According to CBSN New York, the nursing home’s alarm system was not properly set up, and emergency dispatch services were not automatically contacted when the fire alarm went off. The devastating delay allowed the fire to grow as 112 people struggled to flee from the building.
When firefighters arrived, they hit another roadblock. The water pressure was inadequate, stifling their efforts to get the growing flame under control. Jared Lloyd bravely rushed to the third floor to save a resident still trapped inside, and tragically, conditions became too dangerous for the firefighter to escape.
“This is probably the greatest joint save effort with the worst type of outcome, meaning, there were so many people saved that day, but we lost one of our own,” Fire Chief Ken Conjura said.

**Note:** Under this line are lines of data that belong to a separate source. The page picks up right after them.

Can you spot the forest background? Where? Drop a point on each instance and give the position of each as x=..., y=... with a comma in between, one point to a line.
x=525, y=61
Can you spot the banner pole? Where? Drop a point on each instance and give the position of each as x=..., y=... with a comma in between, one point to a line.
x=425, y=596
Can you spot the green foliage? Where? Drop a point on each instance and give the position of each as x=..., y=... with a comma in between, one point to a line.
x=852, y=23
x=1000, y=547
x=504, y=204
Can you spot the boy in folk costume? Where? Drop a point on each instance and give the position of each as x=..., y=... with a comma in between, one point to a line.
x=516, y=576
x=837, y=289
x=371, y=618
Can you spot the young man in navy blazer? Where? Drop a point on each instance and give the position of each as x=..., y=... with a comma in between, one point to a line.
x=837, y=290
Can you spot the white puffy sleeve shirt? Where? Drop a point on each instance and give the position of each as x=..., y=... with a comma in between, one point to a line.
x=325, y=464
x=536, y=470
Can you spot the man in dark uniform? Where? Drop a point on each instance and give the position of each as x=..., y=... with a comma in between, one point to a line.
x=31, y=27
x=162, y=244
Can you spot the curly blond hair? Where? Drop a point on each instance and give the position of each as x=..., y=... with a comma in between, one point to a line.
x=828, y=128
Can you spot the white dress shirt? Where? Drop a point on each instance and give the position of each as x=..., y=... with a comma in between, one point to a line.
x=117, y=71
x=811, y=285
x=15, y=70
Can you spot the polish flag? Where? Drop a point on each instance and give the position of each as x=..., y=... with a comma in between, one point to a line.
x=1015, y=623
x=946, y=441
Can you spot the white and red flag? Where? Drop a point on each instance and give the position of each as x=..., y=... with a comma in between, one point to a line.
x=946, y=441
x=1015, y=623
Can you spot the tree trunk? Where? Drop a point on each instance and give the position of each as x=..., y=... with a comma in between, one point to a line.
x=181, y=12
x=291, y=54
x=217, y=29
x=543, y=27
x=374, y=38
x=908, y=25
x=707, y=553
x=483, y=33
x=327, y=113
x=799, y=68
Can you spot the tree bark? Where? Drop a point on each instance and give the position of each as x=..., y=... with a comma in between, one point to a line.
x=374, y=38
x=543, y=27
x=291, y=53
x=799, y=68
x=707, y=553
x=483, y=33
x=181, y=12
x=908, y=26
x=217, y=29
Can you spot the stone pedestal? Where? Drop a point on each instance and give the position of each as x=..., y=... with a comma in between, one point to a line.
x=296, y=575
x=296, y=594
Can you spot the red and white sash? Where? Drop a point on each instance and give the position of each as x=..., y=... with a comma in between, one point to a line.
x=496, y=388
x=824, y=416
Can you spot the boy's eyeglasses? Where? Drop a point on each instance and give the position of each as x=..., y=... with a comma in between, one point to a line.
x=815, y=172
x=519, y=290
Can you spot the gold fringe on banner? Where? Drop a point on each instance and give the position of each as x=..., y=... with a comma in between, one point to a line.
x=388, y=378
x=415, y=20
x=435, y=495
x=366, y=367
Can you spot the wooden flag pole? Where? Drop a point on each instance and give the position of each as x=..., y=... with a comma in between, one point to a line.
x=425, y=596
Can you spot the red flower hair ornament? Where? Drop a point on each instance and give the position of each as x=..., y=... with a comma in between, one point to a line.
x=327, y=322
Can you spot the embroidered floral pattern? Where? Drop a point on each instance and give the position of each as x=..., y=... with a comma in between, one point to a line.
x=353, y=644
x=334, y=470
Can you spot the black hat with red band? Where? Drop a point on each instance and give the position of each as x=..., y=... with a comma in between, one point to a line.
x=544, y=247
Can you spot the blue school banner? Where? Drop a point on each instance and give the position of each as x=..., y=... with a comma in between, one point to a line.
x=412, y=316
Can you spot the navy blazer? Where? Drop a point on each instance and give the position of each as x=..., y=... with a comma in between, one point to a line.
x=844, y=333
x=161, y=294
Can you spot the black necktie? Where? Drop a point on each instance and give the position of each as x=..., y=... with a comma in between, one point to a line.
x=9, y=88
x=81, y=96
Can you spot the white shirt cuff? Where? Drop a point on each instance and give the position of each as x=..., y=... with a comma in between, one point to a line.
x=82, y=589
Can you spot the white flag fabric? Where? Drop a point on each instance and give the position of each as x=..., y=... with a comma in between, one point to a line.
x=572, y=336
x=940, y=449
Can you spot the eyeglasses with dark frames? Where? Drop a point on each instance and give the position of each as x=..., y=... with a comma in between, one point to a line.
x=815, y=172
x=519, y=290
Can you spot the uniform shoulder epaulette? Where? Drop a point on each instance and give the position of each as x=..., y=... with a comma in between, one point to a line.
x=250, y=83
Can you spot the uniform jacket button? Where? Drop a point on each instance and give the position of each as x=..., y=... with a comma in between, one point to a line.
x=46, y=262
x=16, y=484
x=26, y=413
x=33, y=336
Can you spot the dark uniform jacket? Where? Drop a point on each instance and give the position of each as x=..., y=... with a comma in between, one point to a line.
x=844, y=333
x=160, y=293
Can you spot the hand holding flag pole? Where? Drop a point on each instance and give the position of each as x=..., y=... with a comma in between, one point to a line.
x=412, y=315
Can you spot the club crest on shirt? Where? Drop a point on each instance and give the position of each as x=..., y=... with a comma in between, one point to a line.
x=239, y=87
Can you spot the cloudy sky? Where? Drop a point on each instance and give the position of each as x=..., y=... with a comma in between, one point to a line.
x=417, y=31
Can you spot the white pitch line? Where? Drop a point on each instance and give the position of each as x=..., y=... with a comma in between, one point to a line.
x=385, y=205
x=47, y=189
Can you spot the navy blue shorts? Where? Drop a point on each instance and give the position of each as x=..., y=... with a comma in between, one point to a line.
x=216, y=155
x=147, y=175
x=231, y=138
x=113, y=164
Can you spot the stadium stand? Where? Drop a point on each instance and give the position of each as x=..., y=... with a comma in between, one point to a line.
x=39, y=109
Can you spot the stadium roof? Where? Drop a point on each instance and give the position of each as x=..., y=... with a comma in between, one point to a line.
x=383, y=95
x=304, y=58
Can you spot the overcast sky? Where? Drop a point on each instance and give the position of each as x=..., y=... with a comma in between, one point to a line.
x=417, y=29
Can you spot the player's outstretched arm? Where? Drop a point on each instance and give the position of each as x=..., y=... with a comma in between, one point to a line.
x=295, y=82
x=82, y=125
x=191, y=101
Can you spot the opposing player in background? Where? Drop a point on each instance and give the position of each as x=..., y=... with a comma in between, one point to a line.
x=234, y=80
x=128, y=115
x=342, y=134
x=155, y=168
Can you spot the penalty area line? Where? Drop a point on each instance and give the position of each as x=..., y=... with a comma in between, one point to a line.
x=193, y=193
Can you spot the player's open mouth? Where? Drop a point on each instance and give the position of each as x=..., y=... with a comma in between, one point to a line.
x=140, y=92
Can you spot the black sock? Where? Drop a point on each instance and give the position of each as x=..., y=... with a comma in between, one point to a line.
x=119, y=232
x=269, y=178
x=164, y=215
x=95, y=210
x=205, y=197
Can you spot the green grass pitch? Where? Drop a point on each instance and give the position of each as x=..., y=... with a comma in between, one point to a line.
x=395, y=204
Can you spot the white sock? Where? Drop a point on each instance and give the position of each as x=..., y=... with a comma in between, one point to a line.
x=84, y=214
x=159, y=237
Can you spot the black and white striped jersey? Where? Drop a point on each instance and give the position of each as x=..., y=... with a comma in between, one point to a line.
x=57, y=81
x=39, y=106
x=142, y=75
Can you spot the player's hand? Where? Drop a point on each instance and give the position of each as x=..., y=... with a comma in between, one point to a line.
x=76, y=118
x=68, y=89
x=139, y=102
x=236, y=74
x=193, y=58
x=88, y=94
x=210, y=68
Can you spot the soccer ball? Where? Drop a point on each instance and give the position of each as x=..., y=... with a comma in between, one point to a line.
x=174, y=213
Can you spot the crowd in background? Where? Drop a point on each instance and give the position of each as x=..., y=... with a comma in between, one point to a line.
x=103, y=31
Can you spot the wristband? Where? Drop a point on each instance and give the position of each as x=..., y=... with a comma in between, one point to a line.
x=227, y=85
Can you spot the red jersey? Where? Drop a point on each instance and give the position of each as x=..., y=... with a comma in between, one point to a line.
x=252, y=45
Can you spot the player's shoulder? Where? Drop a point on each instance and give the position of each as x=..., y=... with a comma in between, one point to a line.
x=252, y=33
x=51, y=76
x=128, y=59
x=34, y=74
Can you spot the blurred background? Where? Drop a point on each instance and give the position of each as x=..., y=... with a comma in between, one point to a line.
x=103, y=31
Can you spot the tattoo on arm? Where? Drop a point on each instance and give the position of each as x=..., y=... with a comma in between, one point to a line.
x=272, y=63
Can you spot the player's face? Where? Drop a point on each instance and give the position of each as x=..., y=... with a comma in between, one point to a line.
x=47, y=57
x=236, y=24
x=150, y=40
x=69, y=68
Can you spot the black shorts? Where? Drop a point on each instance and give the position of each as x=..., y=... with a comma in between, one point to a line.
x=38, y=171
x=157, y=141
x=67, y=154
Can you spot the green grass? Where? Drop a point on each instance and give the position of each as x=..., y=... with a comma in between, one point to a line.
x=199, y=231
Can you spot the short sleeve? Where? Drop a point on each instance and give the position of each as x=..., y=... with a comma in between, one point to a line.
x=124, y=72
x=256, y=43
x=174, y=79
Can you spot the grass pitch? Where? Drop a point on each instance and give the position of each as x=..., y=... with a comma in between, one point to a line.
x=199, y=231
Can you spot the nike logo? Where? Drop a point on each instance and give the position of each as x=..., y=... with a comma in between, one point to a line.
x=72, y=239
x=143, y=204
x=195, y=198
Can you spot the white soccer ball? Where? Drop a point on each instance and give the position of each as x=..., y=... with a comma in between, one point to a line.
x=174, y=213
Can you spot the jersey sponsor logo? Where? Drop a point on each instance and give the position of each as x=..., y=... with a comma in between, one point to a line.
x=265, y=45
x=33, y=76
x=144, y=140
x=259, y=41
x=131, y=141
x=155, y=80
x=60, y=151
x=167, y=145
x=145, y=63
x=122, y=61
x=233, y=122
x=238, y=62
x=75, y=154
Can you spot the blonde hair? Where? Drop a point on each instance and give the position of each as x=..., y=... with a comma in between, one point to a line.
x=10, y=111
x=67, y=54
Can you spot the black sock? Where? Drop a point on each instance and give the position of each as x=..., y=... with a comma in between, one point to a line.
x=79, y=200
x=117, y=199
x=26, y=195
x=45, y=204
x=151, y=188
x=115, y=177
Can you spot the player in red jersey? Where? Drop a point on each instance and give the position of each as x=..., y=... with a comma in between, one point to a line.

Family, friends, and coworkers of Lloyd rallied to support the fallen firefighter. Lloyd was well known as a giver, someone who would drop everything to help those in need. A GoFundMe has been set up in his honor and has already raised over $600,000 for his two young children.
On March 24, a nearly hour-long parade of fire trucks, tow trucks, police cars, and garbage trucks drove past the fallen firefighter’s home for his son’s 6th birthday. With Conjura leading the way, the community rallied together to support the young boy. Some brought presents, some came with signs, some simply honked their horns and waved as they passed. The parade served as more than just a birthday celebration – it was a message of support to Lloyd’s family, the reassurance that they were not alone.
“He was that guy that you could call and he would be here in a minute,” Conjura said of Lloyd. “He was that guy that couldn’t leave because he was afraid to miss something. He was that guy that you want to have on your team. He’s going to be a big, big, tremendous loss to this department. He died as a hero.”